Haga menggertakkan rahangnya menahan emosi. "Stop, Nay. Don't play to me, cukup jelasin alasan lo ngilang dari gue seminggu ini dan bersenang-senang dengan cowok lain!" sentaknya dengan tangan mengepal.
Kanaya tertawa setelahnya. Benar-benar tidak habis pikir dengan kemarahan Haga. "Gak ada alasan atas apa yang gue lakuin seminggu ini. Dan tentang cowok itu, none of your business. Just remember what your limit. You don't have to mad, you're nothing! Lo bukan pacar gue!"

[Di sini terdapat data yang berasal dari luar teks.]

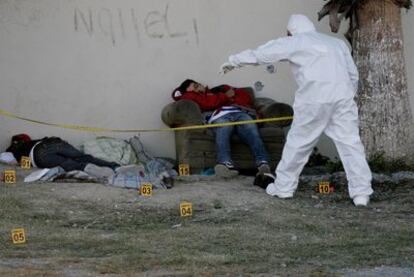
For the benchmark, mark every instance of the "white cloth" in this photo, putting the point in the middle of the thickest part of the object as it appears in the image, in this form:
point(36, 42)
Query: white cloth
point(31, 155)
point(328, 79)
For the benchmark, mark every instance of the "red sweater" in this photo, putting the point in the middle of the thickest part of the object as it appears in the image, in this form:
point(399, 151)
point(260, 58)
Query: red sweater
point(209, 101)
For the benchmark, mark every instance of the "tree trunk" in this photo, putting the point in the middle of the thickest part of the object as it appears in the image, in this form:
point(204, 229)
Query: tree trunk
point(383, 101)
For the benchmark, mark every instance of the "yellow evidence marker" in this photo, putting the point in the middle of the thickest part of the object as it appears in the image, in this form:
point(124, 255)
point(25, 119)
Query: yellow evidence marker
point(10, 176)
point(184, 169)
point(186, 209)
point(146, 189)
point(18, 236)
point(25, 163)
point(325, 188)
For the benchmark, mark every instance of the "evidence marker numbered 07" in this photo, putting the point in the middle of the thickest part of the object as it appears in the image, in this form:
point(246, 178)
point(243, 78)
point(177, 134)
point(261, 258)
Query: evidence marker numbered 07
point(146, 189)
point(9, 176)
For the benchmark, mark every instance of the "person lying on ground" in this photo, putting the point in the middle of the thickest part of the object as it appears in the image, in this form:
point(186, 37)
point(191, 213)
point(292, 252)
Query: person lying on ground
point(227, 104)
point(51, 152)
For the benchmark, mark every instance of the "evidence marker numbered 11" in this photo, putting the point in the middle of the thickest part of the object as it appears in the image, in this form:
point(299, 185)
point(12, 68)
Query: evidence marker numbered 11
point(184, 169)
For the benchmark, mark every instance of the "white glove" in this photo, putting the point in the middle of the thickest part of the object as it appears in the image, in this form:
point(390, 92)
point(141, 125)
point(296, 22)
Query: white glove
point(225, 68)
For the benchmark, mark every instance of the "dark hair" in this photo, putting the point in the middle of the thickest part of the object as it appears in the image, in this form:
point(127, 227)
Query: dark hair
point(184, 86)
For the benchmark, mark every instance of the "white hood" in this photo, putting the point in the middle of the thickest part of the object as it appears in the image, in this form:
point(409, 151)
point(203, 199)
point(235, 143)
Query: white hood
point(299, 23)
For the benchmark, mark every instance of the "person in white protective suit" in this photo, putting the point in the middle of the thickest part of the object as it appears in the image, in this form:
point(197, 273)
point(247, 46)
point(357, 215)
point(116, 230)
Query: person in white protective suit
point(324, 103)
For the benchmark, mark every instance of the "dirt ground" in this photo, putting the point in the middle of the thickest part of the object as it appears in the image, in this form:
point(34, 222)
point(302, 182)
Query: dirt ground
point(81, 229)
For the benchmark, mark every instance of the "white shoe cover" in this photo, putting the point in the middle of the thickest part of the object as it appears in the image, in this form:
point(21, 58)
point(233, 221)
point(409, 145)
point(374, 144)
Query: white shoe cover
point(273, 191)
point(361, 200)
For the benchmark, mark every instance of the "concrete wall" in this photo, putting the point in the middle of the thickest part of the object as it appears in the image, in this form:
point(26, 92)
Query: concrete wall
point(113, 64)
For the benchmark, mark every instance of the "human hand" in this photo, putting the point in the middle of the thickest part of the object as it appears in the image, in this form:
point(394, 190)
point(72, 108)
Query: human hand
point(225, 68)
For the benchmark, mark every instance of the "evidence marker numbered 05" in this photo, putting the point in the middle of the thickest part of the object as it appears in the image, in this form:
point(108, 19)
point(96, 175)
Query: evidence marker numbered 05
point(186, 209)
point(18, 236)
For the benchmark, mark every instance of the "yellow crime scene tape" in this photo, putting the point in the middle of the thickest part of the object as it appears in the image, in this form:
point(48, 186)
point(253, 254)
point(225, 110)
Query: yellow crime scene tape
point(108, 130)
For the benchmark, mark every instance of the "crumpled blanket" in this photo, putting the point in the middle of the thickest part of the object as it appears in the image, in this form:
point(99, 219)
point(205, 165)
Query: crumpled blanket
point(111, 150)
point(156, 171)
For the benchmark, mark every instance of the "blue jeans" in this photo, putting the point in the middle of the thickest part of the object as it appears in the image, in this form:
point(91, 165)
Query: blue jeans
point(248, 133)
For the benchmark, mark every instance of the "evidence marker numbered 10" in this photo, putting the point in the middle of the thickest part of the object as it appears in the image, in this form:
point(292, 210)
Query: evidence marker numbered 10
point(9, 176)
point(186, 209)
point(146, 189)
point(325, 188)
point(184, 169)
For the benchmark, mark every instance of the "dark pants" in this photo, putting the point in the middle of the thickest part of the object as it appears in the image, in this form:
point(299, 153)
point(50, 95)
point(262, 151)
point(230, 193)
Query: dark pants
point(53, 152)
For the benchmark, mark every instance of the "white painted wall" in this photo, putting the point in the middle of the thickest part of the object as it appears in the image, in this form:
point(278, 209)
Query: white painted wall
point(113, 64)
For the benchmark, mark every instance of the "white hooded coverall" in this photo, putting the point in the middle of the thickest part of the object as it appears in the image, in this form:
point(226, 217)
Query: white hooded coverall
point(328, 80)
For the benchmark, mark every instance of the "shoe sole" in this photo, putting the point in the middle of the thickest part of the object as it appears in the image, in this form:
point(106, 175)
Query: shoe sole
point(263, 169)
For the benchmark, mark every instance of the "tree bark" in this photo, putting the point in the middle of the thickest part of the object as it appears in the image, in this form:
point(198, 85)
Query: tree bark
point(383, 101)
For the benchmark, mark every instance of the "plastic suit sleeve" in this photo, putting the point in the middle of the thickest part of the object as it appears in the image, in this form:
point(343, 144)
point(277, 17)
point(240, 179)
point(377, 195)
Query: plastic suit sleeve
point(271, 52)
point(352, 69)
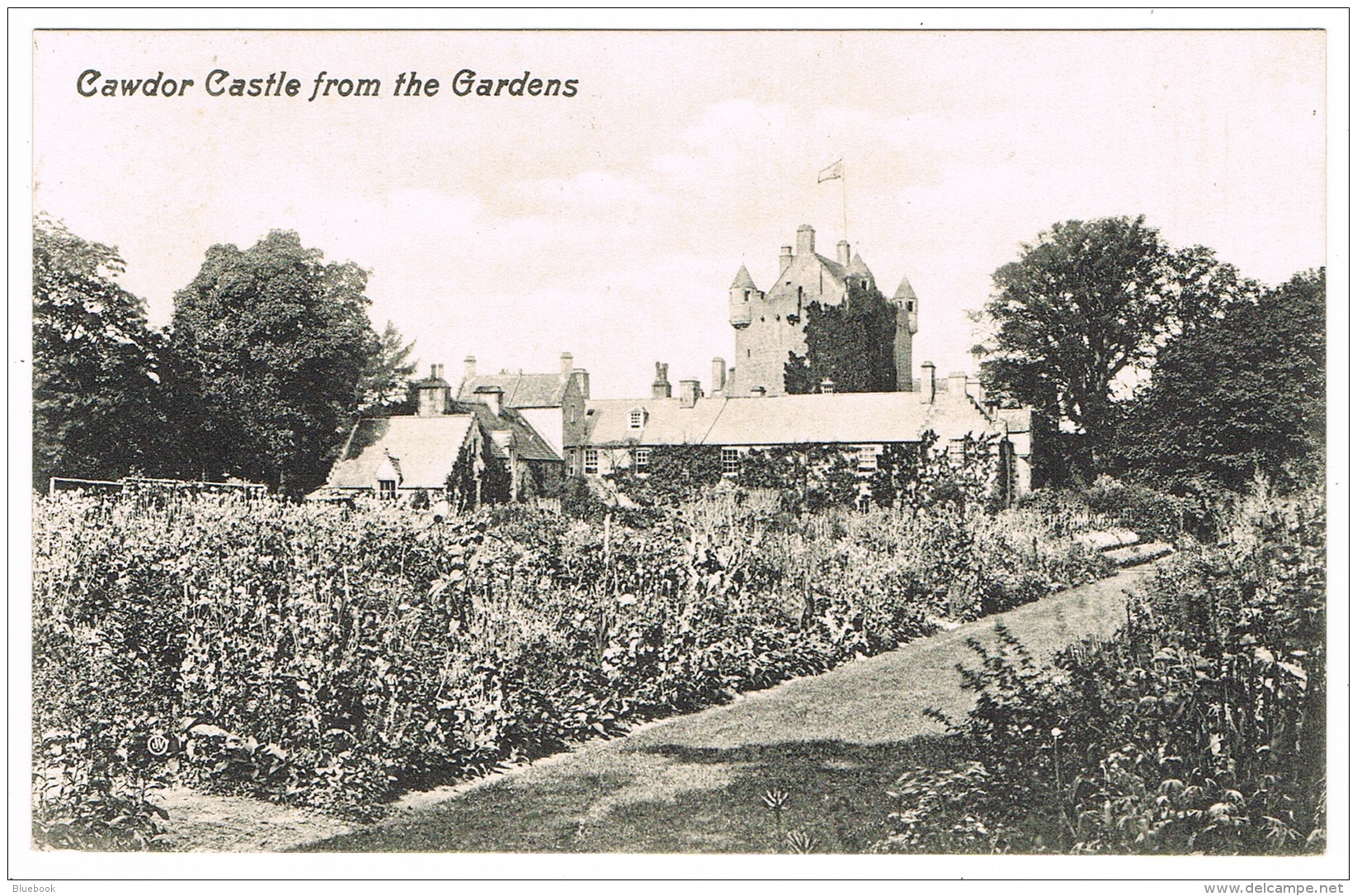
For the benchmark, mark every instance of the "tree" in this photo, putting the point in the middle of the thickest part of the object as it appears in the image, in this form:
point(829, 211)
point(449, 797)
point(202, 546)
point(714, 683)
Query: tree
point(852, 344)
point(384, 386)
point(97, 403)
point(1235, 395)
point(269, 347)
point(1087, 303)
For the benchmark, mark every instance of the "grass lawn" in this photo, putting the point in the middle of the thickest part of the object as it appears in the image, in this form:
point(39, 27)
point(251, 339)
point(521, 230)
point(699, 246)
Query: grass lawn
point(833, 744)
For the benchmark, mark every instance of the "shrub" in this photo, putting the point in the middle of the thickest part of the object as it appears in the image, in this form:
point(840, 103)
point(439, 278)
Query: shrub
point(1197, 728)
point(338, 658)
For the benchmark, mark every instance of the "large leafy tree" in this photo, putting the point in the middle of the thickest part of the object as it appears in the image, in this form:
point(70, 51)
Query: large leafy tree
point(384, 386)
point(271, 345)
point(852, 344)
point(1237, 395)
point(1086, 304)
point(97, 409)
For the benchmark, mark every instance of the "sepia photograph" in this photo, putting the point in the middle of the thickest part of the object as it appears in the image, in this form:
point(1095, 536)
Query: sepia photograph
point(865, 450)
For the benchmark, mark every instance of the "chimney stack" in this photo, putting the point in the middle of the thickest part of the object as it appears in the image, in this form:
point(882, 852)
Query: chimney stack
point(719, 375)
point(957, 384)
point(492, 395)
point(661, 389)
point(978, 390)
point(433, 394)
point(805, 241)
point(688, 393)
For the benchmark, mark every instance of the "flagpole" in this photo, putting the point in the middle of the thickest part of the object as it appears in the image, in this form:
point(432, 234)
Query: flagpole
point(843, 185)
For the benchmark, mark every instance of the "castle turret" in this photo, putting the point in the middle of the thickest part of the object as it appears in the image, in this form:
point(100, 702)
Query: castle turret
point(908, 302)
point(907, 325)
point(742, 294)
point(858, 271)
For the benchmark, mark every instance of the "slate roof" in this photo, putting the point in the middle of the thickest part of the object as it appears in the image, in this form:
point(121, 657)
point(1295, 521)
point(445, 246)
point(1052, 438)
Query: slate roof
point(667, 422)
point(837, 271)
point(422, 448)
point(742, 280)
point(531, 446)
point(521, 390)
point(904, 292)
point(846, 417)
point(860, 266)
point(835, 418)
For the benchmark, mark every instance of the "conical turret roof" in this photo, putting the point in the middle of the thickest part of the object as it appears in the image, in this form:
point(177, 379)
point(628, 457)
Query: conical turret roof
point(904, 292)
point(858, 266)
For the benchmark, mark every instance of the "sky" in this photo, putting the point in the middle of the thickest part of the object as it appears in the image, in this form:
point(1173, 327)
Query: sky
point(611, 223)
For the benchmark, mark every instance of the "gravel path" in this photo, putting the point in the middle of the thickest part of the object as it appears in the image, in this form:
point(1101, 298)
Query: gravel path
point(831, 744)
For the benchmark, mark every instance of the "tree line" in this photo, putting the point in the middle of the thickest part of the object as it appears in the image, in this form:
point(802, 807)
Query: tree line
point(266, 359)
point(1147, 361)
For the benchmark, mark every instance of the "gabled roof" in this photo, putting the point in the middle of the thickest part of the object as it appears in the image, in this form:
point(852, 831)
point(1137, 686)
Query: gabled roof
point(847, 417)
point(835, 269)
point(531, 446)
point(835, 418)
point(422, 448)
point(521, 390)
point(667, 421)
point(742, 280)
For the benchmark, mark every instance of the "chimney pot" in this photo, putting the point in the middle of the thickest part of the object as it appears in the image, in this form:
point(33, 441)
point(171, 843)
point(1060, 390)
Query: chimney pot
point(492, 397)
point(805, 241)
point(661, 389)
point(688, 393)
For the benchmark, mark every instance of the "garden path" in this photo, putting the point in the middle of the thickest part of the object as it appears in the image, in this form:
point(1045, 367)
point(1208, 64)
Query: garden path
point(831, 746)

Gadis itu menyelesaikan kalimatnya dengan nafas memburu. Haga mendecih lalu meremas kaleng sodanya hingga tak berbentuk kemudian melemparkannya ke dalam tong sampah.
Lelaki itu mengangguk, "Right. Gue bukan pacar lo, dan gue nggak ada hak buat marah. Tapi bisa jelasin alasan lo masuk kesini tanpa izin dari gue? Lo bahkan nggak peduli sama yang punya rumah," balas Haga.
Kanaya menyesap sodanya sedikit demi sedikit, lantas menarik kursi meja makan lalu mendudukinya. "Neisha bilang apa aja sama lo?" tanyanya mengabaikan pertanyaan sebelumnya.
Haga mendengus malas, sudah menjadi kebiasaan bagi gadis itu untuk mengalihkan pembicaraan. "Jangan mengalihkan pembicaraan, gue yang nanya duluan."
"Kalau lo jawab pertanyaan gue, semua pertanyaan yang ada di otak lo akan kejawab semua." Kanaya bersikeras. Haga menghela nafas sebelum membuka suara.
"Neisha bilang kalau lo selalu sama cowok itu selama seminggu ini. Dia bilang kalau cowok itu lagi pdkt-in lo."
Menangkap ada hal yang janggal, Haga bahkan baru menyadari kalau sedari tadi mereka berdua menggunakan lo-gue.
Kanaya mengangguk membenarkan, "Bener, dia emang lagi pdkt-in gue. Dan dia juga lagi pdkt-in lo."
Dahi Haga mengerut tidak paham, "Dia siapa?"
"Who else? Of course her, Neisha."
Haga hanya bisa diam membisu. Seingatnya, Neisha bilang kalau dia bukan tipenya. Well.. bisa saja dia berbohong, kan? Haga merutuk dalam hati, bisa-bisanya lo bodoh Haga?!
"Dan dengan itu, gue manfaatin dia untuk rencana gue."
Cukup. Kepala kecil Haga tak mampu menampung semua ini. Rencana? Apa lagi yang gadis di depannya ini lakukan?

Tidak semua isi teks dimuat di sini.